Trump prepara sanções e põe fim a negociações comerciais com Turquia

por Carlos Santos Neves - RTP
O Presidente dos Estados Unidos ameaçou com danos à economia turca, caso Ancara persista “neste caminho perigoso e destrutivo” Yuri Gripas - Reuters

Depois de ter ordenado, na antecâmara da ofensiva turca contra os curdos no nordeste da Síria, a retirada das forças norte-americanas desta região, o Presidente dos Estados Unidos anunciou esta segunda-feira uma ordem executiva a enquadrar sanções contra responsáveis políticos de Ancara. Donald Trump travou ainda as negociações comerciais com a Turquia. E garantiu o reposicionamento do dispositivo militar de forma a conter um eventual recrudescimento do Estado Islâmico.

Em causa, com esta declaração do Presidente norte-americano, fica um acordo comercial no valor de 100 mil milhões de dólares entre Estados Unidos e Turquia.

As medidas agora agitadas a partir da Sala Oval da Casa Branca passam ainda por um agravamento, em 50 por cento, das tarifas aduaneiras aplicadas ao aço de produção turca. A via sancionatória, ameaçou mesmo Donald Trump, pode desembocar numa “destruição” da economia da Turquia, caso o Governo deste país prossiga “neste caminho perigoso e destrutivo”.

Na declaração disponibilizada esta segunda-feira no Twitter, Trump indica ainda, de forma algo vaga, que as tropas com ordem para abandonar o nordeste da Síria vão reassumir posições na região, de forma a acompanhar a situação.

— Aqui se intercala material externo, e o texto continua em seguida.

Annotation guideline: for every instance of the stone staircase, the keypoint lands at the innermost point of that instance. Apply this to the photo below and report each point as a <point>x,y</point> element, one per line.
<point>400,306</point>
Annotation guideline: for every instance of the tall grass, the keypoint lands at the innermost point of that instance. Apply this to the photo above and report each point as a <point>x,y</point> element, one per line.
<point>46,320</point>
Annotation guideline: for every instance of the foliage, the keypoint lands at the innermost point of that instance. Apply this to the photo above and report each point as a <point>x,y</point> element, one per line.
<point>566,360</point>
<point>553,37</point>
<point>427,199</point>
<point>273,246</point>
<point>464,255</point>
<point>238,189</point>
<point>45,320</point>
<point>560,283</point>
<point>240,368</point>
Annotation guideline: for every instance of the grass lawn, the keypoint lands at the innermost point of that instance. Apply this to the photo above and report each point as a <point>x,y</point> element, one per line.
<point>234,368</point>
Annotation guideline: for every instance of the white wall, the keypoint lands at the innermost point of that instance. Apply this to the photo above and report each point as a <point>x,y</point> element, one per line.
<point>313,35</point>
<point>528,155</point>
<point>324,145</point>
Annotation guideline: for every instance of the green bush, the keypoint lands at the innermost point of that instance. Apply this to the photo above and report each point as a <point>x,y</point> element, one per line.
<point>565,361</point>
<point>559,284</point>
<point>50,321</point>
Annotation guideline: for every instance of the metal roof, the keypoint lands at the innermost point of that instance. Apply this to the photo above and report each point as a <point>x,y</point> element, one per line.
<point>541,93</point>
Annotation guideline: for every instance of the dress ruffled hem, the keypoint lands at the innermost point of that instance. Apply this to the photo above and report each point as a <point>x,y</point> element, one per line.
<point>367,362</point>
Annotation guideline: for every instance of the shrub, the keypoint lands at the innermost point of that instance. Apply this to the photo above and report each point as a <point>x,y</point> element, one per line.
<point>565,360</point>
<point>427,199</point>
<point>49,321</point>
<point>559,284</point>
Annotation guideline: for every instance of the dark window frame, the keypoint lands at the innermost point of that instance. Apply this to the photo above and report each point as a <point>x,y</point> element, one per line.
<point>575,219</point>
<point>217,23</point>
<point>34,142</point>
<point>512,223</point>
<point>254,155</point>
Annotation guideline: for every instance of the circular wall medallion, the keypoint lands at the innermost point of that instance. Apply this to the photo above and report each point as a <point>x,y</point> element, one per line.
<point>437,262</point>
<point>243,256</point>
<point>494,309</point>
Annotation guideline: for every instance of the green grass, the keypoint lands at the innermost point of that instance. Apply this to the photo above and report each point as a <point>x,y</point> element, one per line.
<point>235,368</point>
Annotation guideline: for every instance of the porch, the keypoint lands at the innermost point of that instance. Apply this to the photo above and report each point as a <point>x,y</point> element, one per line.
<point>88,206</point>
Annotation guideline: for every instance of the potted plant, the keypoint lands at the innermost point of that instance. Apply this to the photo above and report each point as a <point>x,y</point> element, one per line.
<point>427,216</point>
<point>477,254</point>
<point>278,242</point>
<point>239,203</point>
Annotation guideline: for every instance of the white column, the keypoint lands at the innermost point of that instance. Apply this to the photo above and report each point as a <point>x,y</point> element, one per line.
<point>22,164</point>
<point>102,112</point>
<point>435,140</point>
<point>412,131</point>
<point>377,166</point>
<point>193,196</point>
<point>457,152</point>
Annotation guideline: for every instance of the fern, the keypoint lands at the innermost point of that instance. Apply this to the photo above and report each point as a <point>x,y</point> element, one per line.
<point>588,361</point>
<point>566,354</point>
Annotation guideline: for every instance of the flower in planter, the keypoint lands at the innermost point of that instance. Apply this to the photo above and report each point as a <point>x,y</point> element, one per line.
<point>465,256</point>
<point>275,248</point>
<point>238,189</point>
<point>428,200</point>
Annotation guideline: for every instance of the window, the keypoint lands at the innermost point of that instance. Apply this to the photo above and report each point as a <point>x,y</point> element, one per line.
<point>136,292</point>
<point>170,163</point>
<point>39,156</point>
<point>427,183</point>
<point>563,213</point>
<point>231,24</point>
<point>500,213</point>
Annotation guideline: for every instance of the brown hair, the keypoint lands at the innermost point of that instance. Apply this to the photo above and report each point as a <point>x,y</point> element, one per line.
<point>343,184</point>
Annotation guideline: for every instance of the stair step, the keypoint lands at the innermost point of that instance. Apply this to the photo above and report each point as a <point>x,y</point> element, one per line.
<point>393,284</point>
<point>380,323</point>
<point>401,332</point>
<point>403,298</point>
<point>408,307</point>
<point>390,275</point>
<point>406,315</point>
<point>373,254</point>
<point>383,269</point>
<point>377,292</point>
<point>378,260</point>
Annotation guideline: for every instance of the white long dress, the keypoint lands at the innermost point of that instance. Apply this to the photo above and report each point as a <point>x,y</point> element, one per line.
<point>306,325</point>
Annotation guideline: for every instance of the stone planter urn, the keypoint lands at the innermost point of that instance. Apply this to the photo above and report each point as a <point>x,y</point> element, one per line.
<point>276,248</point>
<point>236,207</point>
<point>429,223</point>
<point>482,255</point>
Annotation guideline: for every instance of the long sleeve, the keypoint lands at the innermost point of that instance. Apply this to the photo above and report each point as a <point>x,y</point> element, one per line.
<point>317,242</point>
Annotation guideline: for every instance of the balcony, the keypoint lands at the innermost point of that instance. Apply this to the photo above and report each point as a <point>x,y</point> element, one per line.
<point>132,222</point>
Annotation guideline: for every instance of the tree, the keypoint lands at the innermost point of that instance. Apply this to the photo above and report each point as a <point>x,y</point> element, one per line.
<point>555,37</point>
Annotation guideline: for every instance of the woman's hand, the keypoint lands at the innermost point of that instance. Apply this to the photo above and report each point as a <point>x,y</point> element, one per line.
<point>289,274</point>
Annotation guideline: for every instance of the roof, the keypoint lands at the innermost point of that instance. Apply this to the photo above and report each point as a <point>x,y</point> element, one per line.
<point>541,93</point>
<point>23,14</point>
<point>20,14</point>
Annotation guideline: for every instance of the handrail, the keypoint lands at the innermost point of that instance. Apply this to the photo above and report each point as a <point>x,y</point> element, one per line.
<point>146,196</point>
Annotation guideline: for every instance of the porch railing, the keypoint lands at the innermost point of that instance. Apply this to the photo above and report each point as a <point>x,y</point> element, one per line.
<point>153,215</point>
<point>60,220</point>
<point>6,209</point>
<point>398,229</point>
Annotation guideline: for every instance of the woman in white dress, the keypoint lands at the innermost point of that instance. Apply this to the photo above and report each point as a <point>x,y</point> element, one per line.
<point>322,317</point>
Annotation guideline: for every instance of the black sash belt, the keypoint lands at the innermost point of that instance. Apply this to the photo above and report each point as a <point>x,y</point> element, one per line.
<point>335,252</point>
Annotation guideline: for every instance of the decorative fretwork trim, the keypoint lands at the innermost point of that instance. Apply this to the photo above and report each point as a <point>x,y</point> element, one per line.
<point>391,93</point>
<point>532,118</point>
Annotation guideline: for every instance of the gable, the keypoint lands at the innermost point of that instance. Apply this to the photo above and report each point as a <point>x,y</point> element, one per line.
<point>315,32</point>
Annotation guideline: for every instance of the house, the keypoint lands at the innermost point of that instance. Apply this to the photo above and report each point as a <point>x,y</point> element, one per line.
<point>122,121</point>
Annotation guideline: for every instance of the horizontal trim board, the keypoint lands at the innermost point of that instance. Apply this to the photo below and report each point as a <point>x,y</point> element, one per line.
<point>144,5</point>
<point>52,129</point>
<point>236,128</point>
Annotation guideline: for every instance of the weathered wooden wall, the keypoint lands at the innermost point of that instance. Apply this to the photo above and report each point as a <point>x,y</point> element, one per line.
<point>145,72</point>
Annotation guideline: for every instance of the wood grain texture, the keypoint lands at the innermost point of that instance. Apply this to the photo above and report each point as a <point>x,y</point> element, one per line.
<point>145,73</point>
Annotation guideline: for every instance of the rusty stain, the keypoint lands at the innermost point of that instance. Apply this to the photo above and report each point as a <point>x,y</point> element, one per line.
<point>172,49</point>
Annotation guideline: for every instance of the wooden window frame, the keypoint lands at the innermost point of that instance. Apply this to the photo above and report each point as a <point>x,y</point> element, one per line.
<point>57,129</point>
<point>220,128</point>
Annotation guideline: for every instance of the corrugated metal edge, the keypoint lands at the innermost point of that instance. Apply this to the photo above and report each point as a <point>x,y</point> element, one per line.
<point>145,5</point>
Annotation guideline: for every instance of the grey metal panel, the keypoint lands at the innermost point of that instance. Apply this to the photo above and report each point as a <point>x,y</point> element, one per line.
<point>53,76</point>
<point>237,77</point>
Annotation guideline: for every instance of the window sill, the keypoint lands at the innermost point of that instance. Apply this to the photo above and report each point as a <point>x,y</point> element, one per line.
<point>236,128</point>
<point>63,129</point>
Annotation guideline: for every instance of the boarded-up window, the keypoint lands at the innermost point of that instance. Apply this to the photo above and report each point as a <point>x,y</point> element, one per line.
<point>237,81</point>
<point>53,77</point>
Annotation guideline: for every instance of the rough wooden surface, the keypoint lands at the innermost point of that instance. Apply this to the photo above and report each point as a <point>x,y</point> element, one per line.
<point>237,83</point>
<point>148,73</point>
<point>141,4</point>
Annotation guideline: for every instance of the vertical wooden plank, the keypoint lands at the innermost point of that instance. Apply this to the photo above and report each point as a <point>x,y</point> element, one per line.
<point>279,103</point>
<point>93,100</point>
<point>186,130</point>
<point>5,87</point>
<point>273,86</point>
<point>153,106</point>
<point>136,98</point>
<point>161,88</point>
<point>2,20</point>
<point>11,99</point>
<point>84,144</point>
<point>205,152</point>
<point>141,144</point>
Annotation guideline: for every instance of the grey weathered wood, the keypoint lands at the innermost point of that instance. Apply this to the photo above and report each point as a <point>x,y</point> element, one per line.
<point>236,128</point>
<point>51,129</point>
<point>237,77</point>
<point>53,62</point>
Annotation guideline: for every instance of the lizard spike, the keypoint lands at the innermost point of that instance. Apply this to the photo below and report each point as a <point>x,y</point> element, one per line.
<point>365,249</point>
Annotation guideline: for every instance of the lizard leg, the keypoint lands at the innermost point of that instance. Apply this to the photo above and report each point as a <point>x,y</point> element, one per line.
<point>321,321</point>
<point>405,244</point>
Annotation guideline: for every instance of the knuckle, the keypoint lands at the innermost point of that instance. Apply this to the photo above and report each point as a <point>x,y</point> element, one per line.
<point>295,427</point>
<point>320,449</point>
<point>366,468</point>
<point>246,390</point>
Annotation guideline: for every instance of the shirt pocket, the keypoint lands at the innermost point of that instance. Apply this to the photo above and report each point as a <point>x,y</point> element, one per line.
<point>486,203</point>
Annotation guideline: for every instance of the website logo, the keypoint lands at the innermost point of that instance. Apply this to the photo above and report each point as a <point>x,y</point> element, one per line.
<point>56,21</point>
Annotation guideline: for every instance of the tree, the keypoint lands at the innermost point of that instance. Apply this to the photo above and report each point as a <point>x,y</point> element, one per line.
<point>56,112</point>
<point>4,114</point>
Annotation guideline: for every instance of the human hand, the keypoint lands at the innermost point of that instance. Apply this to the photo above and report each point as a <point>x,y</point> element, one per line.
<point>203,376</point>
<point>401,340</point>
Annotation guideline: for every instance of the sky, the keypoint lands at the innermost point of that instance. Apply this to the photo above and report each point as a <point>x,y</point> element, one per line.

Recorde-se que, ao dar início à ofensiva contra os curdos no nordeste da Síria, o Presidente, turco, Recep Tayyip Erdogan, considerou ter o aval de Washington. Isto depois de a Administração Trump ter mandado retirar o dispositivo militar que prestava apoio às milícias curdas naquela região.

“Esta ordem vai permitir que os Estados Unidos imponham poderosas sanções adicionais contra aqueles que possam estar envolvidos em sérios abusos dos Direitos Humanos, a obstruir um cessar-fogo, a impedir pessoas deslocadas de regressarem a casa, a repatriar refugiados à força ou a ameaçar a paz, a segurança ou a estabilidade na Síria”, lê-se no texto.

“Tenho sido perfeitamente claro com o Presidente Erdogan: a ação da Turquia está a precipitar uma crise humanitária e a criar condições para possíveis crimes de guerra. A Turquia deve garantir a segurança dos civis, incluindo minorias religiosas e étnicas e é agora, ou pode ser no futuro, responsável pela detenção de terroristas do ISIS na região. Infelizmente, a Turquia não parece estar a mitigar os efeitos humanitários da sua invasão”, prossegue a declaração.
"Uma pequena pegada"

Relativamente à presença militar dos Estados Unidos, a Casa Branca sublinha que haverá “uma pequena pegada” de forças norte-americanas na Guarnição de Al Tanf, em Homs, no sul da Síria.

Lançada na passada quarta-feira, a ofensiva militar turca no nordeste da Síria tem por objetivo declarado estabelecer uma denominada “zona de segurança” – com um alcance de 32 quilómetros em solo sírio – que separe a linha de fronteira da Turquia dos territórios das YPG (Unidades de Proteção Popular). Uma milícia curda que Ancara classifica como organização terrorista.

Até agora, as tropas da Turquia terão já ocupado uma faixa com uma extensão de cerca de 120 quilómetros, desde a localidade fronteiriça de Tel Abyad até Ras al-Ain, a ocidente.

Desde as primeiras vagas de bombardeamentos, morreram pelo menos 128 combatentes curdos e 69 civis. Morreram ainda 94 combatentes pró-Turquia. Os números são do Observatório Sírio dos Direitos Humanos. De acordo com as Nações Unidas, há 130 mil pessoas deslocadas.

Ancara confirmou, por seu turno, as mortes de quatro soldados turcos em território sírio e de 18 civis, que terão sido vitimados por rockets curdos lançados sobre localidades fronteiriças.